A "very striking coincidence"
One of the elements the ruling emphasizes is the fact that Álvaro García Ortiz deleted the WhatsApp messages on the very day it became known that the Supreme Court had opened a case against him. "The choice of such a singular day is a very striking coincidence," the court states, questioning the explanations given by the Attorney General to defend his claim that he performed periodic deletions for security reasons. "There is no provision that obliges him to periodically wipe absolutely all the information blank," the ruling counters, attributing the "manual destruction" and the "voluntary and conscious complete erasure" of the phone to a "genuine defense strategy." Furthermore, the court "in no way" understands why García Ortiz did not save the emails related to the events if, as he claimed, "they constituted essential proof of his innocence." Ferrer and Polo dissent from the majority.

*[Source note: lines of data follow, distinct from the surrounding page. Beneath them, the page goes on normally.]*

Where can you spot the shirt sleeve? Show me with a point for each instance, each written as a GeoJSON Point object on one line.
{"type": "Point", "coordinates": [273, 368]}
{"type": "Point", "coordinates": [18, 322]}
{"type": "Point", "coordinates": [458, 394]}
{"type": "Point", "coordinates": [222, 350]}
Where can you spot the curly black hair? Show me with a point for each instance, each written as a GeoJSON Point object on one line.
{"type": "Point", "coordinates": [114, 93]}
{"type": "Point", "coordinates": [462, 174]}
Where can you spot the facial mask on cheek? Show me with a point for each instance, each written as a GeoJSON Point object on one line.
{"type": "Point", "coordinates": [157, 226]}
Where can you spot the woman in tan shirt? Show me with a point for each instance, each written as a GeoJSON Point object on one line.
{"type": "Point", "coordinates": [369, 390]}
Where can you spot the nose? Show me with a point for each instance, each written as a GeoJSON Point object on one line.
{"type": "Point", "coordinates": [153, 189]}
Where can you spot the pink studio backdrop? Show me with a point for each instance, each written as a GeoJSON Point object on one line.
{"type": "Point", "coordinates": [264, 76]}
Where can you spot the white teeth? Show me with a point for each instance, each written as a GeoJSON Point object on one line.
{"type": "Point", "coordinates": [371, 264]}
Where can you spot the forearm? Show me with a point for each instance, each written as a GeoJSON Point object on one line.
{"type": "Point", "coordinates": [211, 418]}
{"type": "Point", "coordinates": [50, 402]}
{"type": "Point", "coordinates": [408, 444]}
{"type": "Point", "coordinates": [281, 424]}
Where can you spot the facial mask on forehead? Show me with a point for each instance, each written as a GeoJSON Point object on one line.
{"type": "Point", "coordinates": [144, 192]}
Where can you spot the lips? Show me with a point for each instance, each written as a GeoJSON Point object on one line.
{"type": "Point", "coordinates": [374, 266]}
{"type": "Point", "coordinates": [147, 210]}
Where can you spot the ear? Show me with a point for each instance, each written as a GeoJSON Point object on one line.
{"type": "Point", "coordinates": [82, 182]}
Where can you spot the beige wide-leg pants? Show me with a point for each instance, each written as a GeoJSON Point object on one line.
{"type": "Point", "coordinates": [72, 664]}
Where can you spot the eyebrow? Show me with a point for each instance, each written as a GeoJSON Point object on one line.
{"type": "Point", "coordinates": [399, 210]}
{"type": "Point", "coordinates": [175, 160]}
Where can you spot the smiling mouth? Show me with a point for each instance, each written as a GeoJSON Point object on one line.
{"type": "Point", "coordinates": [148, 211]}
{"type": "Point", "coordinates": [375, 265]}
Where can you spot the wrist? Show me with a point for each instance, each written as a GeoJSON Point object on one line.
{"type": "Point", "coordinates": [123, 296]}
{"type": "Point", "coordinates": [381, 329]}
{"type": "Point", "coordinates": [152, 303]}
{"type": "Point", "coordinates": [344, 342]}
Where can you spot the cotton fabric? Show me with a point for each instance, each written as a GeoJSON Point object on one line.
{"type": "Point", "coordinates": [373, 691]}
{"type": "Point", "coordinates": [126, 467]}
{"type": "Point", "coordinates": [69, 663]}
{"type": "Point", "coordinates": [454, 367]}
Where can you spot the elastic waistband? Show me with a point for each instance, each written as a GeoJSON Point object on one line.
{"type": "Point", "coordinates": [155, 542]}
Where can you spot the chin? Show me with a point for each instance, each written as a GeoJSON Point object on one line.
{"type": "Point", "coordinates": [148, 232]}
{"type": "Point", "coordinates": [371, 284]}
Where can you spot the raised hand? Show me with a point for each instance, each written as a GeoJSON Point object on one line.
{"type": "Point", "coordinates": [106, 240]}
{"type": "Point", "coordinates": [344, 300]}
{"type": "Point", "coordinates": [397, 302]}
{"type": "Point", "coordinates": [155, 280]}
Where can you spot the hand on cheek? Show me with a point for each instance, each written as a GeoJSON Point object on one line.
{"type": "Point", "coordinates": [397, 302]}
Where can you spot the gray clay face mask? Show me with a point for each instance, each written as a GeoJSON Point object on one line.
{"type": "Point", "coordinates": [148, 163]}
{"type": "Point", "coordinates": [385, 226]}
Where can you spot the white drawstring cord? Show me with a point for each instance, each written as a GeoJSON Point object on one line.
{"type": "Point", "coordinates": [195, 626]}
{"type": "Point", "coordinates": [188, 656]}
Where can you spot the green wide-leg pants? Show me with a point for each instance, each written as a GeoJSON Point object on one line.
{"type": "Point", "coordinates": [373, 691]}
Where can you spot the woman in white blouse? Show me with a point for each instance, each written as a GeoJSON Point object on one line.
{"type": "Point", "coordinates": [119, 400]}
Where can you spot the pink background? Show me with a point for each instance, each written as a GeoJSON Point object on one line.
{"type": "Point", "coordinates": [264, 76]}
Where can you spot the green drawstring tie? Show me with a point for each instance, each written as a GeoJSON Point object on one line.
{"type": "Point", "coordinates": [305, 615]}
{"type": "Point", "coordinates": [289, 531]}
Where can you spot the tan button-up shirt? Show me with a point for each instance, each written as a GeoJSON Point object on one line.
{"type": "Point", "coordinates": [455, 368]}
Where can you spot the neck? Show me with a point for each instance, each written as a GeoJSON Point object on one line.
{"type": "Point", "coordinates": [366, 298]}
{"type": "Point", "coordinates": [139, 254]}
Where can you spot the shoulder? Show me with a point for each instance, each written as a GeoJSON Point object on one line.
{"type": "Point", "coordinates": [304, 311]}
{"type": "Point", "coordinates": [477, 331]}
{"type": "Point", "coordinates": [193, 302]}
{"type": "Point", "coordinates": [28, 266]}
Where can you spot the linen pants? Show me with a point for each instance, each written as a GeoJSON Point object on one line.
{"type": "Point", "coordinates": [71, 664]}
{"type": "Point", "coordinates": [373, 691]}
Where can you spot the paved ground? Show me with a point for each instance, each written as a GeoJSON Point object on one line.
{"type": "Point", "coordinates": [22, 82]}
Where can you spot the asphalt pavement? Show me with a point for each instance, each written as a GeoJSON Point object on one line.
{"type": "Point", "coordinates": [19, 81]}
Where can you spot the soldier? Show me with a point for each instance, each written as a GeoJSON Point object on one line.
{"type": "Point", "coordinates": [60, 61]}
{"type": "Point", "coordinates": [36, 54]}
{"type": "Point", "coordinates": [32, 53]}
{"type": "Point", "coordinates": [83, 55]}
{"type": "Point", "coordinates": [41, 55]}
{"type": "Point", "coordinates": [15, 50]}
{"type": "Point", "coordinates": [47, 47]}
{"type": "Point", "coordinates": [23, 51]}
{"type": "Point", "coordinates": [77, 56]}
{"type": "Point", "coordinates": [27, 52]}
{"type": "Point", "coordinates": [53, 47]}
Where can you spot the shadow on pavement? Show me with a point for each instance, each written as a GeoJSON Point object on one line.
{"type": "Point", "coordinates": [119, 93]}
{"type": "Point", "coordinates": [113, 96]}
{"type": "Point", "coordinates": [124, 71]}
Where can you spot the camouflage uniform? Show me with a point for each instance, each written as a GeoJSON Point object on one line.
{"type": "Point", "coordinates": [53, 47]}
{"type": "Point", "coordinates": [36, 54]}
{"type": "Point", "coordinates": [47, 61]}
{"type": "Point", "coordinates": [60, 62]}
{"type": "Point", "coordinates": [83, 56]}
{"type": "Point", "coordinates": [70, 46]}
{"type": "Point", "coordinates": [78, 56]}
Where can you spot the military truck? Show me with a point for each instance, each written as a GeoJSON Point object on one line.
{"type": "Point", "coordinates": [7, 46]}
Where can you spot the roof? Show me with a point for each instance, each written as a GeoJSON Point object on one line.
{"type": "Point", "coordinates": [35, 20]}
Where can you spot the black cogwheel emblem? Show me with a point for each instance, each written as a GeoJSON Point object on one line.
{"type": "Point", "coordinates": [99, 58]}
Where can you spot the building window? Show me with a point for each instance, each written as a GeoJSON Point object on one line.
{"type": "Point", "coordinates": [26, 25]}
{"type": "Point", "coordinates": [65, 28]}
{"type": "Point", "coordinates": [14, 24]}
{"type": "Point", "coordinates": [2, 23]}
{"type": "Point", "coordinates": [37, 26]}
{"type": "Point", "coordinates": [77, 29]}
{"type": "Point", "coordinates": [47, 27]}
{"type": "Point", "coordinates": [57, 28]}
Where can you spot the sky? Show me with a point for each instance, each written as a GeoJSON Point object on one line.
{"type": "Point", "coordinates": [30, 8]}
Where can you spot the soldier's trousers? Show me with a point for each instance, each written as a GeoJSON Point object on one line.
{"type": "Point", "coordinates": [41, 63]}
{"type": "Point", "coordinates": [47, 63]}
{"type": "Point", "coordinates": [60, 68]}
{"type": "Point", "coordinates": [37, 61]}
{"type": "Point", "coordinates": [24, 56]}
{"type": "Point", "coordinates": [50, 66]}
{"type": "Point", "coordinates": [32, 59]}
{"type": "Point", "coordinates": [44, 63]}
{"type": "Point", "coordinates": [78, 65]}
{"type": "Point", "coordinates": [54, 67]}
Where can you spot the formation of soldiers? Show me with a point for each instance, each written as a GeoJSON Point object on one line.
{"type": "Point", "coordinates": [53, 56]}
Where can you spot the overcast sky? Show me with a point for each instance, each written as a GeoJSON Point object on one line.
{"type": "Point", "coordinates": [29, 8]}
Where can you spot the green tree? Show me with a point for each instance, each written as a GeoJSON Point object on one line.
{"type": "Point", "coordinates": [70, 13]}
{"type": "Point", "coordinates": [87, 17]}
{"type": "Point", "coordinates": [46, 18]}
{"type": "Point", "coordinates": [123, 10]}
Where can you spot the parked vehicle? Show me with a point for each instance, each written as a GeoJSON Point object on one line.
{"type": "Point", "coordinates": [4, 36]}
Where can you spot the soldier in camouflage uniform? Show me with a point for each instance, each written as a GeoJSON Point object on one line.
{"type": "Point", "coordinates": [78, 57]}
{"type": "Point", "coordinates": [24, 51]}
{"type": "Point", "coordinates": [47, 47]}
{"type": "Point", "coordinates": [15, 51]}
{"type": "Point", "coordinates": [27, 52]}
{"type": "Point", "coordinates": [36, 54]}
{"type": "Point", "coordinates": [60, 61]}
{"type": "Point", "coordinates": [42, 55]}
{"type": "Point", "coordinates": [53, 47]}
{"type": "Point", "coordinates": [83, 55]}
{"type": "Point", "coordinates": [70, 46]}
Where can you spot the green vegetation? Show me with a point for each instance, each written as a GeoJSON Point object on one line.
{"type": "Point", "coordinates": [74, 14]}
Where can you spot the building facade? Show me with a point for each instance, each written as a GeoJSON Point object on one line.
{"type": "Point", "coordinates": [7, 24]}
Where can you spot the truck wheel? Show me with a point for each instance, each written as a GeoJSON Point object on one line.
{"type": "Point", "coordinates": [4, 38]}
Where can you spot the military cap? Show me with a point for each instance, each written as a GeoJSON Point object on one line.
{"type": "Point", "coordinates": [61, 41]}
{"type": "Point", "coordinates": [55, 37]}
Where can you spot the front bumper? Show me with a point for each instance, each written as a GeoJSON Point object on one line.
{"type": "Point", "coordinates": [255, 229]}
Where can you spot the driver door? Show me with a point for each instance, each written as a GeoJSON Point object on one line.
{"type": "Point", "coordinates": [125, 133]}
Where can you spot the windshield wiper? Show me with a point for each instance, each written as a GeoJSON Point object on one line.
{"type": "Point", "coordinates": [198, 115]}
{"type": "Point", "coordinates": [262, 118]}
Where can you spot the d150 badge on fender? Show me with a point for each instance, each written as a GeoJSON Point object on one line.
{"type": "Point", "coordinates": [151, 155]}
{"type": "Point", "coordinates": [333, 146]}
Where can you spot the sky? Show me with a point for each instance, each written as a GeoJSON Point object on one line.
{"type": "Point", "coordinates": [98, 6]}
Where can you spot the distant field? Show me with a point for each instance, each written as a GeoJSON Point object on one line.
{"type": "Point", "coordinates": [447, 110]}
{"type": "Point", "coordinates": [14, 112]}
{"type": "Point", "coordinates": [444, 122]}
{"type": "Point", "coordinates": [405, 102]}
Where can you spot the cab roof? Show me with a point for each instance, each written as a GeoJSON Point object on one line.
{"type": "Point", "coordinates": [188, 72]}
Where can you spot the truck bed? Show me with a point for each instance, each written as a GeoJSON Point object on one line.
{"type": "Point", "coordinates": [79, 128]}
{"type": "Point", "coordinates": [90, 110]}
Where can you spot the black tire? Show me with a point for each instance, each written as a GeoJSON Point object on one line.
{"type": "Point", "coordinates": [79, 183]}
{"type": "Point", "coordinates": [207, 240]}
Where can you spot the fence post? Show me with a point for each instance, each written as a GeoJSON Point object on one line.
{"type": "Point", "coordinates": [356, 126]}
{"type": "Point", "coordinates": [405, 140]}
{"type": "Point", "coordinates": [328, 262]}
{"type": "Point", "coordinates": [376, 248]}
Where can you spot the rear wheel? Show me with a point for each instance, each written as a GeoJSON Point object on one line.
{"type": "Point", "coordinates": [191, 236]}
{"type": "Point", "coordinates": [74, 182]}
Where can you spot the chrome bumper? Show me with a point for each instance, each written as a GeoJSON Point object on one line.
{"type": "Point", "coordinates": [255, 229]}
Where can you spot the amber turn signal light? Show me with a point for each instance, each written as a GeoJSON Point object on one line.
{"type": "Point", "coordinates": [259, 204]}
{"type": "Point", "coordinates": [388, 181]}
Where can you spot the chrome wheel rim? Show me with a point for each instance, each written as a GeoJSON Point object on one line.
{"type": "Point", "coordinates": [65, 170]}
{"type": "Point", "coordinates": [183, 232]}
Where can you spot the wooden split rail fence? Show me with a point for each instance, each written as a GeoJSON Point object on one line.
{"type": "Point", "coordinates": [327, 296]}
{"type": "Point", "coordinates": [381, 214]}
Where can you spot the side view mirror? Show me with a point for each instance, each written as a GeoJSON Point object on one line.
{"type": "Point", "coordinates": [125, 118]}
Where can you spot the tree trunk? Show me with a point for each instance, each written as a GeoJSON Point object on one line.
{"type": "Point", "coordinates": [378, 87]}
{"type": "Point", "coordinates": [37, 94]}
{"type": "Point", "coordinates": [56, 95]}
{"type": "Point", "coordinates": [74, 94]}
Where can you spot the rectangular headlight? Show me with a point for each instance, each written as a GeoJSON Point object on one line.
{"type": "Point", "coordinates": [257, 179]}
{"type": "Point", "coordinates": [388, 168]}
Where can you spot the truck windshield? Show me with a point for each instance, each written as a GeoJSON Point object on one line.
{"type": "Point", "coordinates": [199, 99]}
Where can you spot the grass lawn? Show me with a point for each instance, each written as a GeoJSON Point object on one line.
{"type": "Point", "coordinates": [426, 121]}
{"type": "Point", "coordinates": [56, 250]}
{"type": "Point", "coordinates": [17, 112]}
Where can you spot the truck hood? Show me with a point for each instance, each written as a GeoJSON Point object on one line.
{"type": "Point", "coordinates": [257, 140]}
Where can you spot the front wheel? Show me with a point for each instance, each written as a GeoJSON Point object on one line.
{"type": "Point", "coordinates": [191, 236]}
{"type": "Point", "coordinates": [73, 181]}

In their dissenting opinion, Judges Ana Ferrer and Susana Polo rejected the conviction of the Attorney General based on four points. First, there is no evidence, either direct or indirect, incriminating García Ortiz in the email leak. Second, none of the journalists who published the story identified the Attorney General as a source of information. Third, the Public Prosecutor's Office was within its rights to address the false information published by... The WorldThe plaintiffs, who had attributed the plea bargain offer to the Public Prosecutor's Office, emphasize that the statement released by the Prosecutor's Office did not reveal any previously unknown information. Their final point is that the plaintiffs reject the possibility of ordering the Attorney General to delete the messages from his mobile phone and email, given that their content is unknown and, furthermore, that the periodic deletion of sensitive data has been shown to be standard practice within the Prosecutor's Office precisely to prevent leaks.